SpringBoot -- Exceptions to Responses

Gagan Mishra · April 16, 2017

As applications grow, number of APIs increase, number of consumers increase, it is extremely critical to have a uniform response structure across all APIs. Different APIs behaving differently, conflicting error codes or a HttpStatus of 500 for something like a invalid credit card number or email in the request payload is highly undesirable.

The standard way of responding error/exceptional situations is well documented in Spring. This roughly can be done like :

  • In your resource method, return a ResponseEntity, with the desired Object body. This will look something like this :
return ResponseEntity.status(401).body("{\"message\" : \"Invalid password\"}");
  • Or the other way could be, and more preferable way, is to throw Exceptions and write Exception mappers which then convert the exceptions to appropriate response objects. Google for it and numerous examples are available on this.

Quite some time ago, I found this Zalando Problems library, that takes the second approach, and generates nice reponse structures for various exception types, and is easy integrated with Spring Boot.

Their package, by default handles quite a number of exception types. But, as the need to have custom exception types come, we have to provide AdviceTraits for the new exception types.

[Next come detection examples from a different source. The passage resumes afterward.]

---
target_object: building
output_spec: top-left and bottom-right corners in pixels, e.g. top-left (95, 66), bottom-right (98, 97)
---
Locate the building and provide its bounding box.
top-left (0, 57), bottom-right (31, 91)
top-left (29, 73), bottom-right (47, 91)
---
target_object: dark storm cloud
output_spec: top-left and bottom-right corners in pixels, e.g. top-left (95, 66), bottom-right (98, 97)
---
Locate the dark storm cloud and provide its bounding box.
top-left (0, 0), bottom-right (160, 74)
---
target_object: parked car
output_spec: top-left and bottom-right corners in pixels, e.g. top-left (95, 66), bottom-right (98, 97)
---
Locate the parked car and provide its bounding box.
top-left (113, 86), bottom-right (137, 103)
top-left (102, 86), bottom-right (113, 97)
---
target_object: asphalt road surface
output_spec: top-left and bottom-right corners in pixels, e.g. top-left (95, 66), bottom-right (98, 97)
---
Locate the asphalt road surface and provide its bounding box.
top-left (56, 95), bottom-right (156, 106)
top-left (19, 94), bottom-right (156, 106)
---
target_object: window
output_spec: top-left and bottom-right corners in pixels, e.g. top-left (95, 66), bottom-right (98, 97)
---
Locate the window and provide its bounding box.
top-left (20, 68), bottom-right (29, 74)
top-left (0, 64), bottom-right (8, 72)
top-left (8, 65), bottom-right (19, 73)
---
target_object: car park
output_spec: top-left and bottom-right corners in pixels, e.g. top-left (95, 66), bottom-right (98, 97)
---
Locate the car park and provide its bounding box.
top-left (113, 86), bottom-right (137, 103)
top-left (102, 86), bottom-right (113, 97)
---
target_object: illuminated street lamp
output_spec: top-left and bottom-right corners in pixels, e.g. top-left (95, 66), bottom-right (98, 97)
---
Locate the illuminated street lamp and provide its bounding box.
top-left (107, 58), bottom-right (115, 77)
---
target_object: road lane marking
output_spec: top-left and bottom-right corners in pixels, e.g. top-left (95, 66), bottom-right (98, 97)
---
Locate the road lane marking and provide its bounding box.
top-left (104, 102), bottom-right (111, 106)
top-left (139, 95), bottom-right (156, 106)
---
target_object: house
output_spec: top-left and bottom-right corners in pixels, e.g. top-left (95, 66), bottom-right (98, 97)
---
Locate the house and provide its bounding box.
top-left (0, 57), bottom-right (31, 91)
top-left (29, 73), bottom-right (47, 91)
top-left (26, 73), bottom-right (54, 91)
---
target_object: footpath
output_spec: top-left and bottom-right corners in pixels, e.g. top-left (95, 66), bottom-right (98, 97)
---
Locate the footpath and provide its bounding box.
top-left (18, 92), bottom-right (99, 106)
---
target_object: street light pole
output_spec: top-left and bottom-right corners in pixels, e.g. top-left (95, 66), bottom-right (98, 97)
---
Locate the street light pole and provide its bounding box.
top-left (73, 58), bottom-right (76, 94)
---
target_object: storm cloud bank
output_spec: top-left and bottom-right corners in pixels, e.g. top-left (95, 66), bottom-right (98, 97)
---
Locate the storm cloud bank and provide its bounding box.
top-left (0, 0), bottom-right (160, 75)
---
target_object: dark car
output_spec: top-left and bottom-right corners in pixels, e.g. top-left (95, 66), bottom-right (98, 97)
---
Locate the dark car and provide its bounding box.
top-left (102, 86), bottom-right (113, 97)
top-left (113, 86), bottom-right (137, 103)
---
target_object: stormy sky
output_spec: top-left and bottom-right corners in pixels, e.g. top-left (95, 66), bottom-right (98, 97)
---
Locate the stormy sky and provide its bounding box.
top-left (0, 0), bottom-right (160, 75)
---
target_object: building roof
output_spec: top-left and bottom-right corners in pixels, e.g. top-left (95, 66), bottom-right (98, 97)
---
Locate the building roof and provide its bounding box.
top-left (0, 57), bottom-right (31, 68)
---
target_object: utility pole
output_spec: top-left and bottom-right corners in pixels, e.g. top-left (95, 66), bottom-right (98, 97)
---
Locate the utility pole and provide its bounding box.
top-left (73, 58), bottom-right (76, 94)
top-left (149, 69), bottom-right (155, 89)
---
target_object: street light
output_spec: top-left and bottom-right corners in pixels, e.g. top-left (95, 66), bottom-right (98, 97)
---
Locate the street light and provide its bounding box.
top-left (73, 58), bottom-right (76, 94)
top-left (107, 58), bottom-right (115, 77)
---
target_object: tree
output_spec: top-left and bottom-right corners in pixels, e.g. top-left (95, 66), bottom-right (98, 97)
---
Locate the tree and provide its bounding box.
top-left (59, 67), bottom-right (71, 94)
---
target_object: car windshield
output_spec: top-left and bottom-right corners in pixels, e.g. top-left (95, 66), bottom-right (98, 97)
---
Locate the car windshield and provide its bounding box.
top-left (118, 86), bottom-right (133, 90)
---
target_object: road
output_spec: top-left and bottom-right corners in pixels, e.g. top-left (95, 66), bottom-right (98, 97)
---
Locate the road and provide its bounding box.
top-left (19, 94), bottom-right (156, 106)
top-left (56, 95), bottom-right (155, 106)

Which is done like something as below :

A custom exception class :

public class InvalidEmailException extends RuntimeException {
  public InvalidEmailException(String msg){
    super(msg);
  }
}

An advice trait that converts it to a response object:

public interface InvalidEmailAdviceTrait extends AdviceTrait {

    @ExceptionHandler
    default ResponseEntity<Problem> handleInvalidEmail(
            final InvalidEmailException exception,
            final NativeWebRequest request) {
        return create(Status.BAD_REQUEST, exception, request);
    }
}

Now we plug this in along with the other traits: (ProblemHandling is the packaged interface from zalando library.)

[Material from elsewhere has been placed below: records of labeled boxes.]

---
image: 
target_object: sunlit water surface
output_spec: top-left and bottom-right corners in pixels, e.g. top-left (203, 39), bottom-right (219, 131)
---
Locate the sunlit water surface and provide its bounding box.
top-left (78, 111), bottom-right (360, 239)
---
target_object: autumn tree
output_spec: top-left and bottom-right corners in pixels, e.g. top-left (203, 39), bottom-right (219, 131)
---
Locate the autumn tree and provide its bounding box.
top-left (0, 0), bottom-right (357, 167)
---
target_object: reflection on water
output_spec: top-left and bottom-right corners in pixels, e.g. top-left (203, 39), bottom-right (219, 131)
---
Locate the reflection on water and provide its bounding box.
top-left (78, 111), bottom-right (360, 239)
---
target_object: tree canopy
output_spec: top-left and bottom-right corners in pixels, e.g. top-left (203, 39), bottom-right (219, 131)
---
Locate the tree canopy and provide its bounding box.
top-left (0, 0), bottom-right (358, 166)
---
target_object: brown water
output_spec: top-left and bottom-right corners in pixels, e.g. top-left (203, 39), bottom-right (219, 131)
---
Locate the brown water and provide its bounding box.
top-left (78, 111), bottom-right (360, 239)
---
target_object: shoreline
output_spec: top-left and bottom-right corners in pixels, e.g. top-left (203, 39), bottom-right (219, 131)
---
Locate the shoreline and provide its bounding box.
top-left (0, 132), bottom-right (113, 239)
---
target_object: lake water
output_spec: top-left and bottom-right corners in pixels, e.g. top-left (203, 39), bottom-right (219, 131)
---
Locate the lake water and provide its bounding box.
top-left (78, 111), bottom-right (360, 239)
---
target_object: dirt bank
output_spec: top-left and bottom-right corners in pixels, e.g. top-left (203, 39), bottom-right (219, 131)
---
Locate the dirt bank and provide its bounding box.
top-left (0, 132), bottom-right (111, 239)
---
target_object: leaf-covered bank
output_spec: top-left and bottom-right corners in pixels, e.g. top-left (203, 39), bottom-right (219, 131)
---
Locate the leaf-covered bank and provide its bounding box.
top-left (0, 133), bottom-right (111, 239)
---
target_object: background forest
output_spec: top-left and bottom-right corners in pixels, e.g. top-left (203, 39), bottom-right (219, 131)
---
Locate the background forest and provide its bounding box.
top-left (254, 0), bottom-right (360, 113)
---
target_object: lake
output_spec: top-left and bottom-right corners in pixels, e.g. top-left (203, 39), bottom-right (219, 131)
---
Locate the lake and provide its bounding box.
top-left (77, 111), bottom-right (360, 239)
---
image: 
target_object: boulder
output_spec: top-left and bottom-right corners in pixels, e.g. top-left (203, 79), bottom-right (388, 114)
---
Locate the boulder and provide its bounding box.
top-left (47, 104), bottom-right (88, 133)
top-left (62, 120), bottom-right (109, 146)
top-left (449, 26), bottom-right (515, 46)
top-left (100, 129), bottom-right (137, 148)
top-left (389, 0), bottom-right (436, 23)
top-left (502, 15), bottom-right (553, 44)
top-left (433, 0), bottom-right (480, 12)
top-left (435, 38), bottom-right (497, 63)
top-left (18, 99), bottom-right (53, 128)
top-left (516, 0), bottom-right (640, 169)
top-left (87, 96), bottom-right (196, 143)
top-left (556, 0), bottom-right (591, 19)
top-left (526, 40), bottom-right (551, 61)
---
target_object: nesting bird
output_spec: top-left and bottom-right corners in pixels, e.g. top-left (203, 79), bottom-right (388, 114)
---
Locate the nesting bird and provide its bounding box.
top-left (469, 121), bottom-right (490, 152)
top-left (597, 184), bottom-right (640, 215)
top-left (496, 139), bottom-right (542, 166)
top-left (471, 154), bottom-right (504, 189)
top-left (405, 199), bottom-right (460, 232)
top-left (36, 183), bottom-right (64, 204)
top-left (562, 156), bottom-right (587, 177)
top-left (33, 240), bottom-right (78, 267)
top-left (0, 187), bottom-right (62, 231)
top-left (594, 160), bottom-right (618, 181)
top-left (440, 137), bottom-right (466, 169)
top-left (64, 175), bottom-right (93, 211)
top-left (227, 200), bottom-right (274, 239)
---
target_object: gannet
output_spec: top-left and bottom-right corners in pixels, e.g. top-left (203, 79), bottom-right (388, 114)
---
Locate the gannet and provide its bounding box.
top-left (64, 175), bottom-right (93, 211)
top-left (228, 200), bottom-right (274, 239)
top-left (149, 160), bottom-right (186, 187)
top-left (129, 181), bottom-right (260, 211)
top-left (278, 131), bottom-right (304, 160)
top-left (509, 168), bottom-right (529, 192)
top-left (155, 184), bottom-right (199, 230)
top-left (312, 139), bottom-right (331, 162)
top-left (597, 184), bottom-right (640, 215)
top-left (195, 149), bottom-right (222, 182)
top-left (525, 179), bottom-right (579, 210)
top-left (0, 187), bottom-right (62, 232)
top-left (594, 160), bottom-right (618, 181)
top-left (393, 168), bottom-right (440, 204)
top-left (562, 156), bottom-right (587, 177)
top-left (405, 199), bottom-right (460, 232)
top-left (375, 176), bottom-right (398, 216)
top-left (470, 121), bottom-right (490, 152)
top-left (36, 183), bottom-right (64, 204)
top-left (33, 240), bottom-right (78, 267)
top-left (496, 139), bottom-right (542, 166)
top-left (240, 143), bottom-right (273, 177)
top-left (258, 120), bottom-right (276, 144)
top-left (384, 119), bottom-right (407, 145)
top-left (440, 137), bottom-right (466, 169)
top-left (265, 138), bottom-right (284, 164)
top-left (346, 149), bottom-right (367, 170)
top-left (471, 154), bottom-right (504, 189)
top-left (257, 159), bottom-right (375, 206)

public interface CustomProblemHandling extends ProblemHandling, InvalidEmailAdviceTrait{
}

We need to provide this as a ControllerAdvice so that spring makes use of it.

@ControllerAdvice
public class CustomExceptionHandler implements CustomProblemHandling{
}

And thats it! You raise a InvalidEmailException and the appropriate response is returned.

throw new InvalidEmailException("Invalid email format.");

Response :

{
	"title": "Bad Request",
	"status": 400,
	"detail": "Invalid email format.."
}

To be noted that the response will have a Content-Type of application/problem+json.